Again, recursion stops as the new left and right sub-problems are a single-element list, which satisfies the base case -

right = mergesort([4,7])

def mergesort(lst):                       # lst = [4,7]
    if len(lst) <= 1:
        # ...
    else:
        midpoint = len(lst) // 2          # midpoint = 1
        left = mergesort(lst[:midpoint])  # left = [4]       <-
        right = mergesort(lst[midpoint:]) # right = [7]      <-
        # ...
        return newlist                    # newlist = [4,7]

And finally the outermost mergesort call can return -

mergesort([5,2,4,7])

def mergesort(lst):                       # lst = [5,2,4,7]
    if len(lst) <= 1:
        # ...
    else:
        midpoint = len(lst) // 2          # midpoint = 2
        left = mergesort(lst[:midpoint])  # left = [2,5]
        right = mergesort(lst[midpoint:]) # right = [4,7]
        # ...
        return newlist                    # newlist = [2,4,5,7]

# => [2,4,5,7]

---

All of that said, recursion is a functional heritage and so using it with functional style yields the best results. This means avoiding things like mutations, variable reassignments, and other side effects. Consider this alternative which lowers the conceptual overhead by clearly separating the program's concerns -

def mergesort(lst):
  def split(lst):
    m = len(lst) // 2
    return (lst[:m], lst[m:])

  def merge(l, r):
    if not l:
      return r
    elif not r:
      return l
    elif l[0] < r[0]:
      return [l[0]] + merge(l[1:], r)
    else:
      return [r[0]] + merge(l, r[1:])

  if len(lst) <= 1:
    return lst
  else:
    (left, right) = split(lst)
    return merge(mergesort(left), mergesort(right))

mergesort([5,2,4,7])

# => [2,4,5,7]

Answer 2

the answer to your question is: copies.

each function is a recipe for calculation.
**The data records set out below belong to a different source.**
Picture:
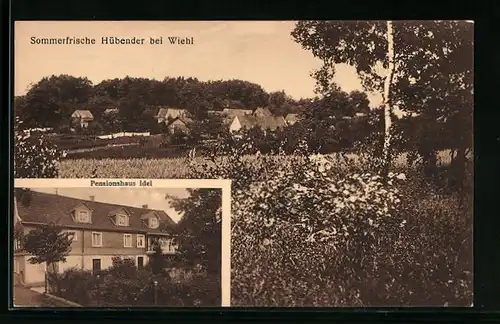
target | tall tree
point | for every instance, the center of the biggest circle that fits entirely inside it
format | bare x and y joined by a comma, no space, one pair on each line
51,101
199,231
431,63
48,244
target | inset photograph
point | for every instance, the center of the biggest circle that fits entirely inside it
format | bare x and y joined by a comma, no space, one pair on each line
117,247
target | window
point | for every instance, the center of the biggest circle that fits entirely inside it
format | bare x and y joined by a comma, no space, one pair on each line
83,216
153,222
96,239
122,220
72,235
141,241
17,245
127,240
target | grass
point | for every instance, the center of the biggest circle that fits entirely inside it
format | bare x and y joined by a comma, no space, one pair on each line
163,168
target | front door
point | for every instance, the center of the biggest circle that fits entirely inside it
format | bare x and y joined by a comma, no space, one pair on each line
96,265
140,262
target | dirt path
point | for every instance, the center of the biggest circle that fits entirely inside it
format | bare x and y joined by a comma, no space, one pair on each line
25,297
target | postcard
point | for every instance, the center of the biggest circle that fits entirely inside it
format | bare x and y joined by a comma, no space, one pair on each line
348,145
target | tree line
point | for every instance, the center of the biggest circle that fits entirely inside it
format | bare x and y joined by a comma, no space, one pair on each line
51,101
when a function is called, the recipe's copy is created. each invocation involves creation of a separate copy. that's how each can operate on its own, and they all are not jumbled up together.

in general, there is nothing special about a recursive function call. a function call is a function call, no matter what is the function that is called. a function is called, does what it does, and its result is returned to the caller. as for recursion, you're not supposed to track it. it does its work on its own. you're supposed to prove it to yourself that the base case is correct and that the recursive case is correct. that is all.
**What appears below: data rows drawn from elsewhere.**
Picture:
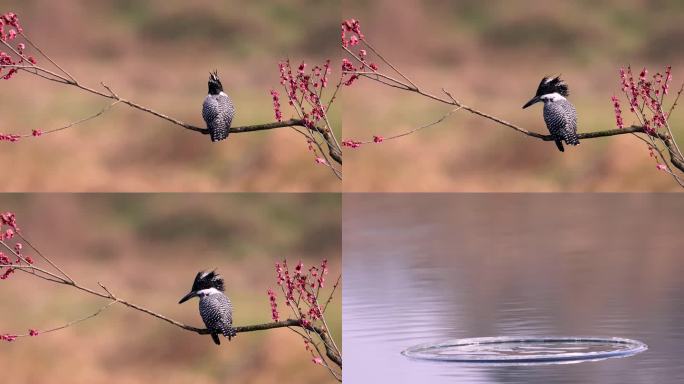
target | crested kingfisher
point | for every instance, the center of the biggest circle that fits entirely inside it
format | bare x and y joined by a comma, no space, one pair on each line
218,109
559,115
215,308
then it is guaranteed to work in however convoluted way it does, and the whole point of it is for us to not care about how it does it exactly, i.e. about its exact sequence of steps.

---

so specifically in your case, assuming mergesort indeed does work correctly (wait, what? never mind, suspend your disbelief for a moment),

        left = mergesort(lst[:midpoint])

calls the function mergesort with the first half of lst, from its start to its midpoint, and stores the result - which is the sorted first half, by assumption, - in the variable left; then

        right = mergesort(lst[midpoint:])

calls the function mergesort with the second half of lst, from its midpoint to its end, and stores the result - which is the sorted second half, by assumption, - in the variable right;

and then you need to convince yourself that the rest of the code creates newlist from those two sorted halves such that newlist is also sorted in the correct order.

And then by the principle of mathematical induction this proves the correctness of mergesort.

By assuming it works, we prove that it indeed works! Where's the catch? There's no catch, because the two cases that worked by assumption are for two smaller inputs (and that is our recursive case).

And when we divide a thing into two parts, over and over, eventually we're left with either a singleton, or an empty thing. And those two are naturally sorted (and that is our base case).

Recursion is a leap of faith. Assume the thing is working, then you get to use it. And if you use it correctly, you will have thus built the very thing you were using in the first place!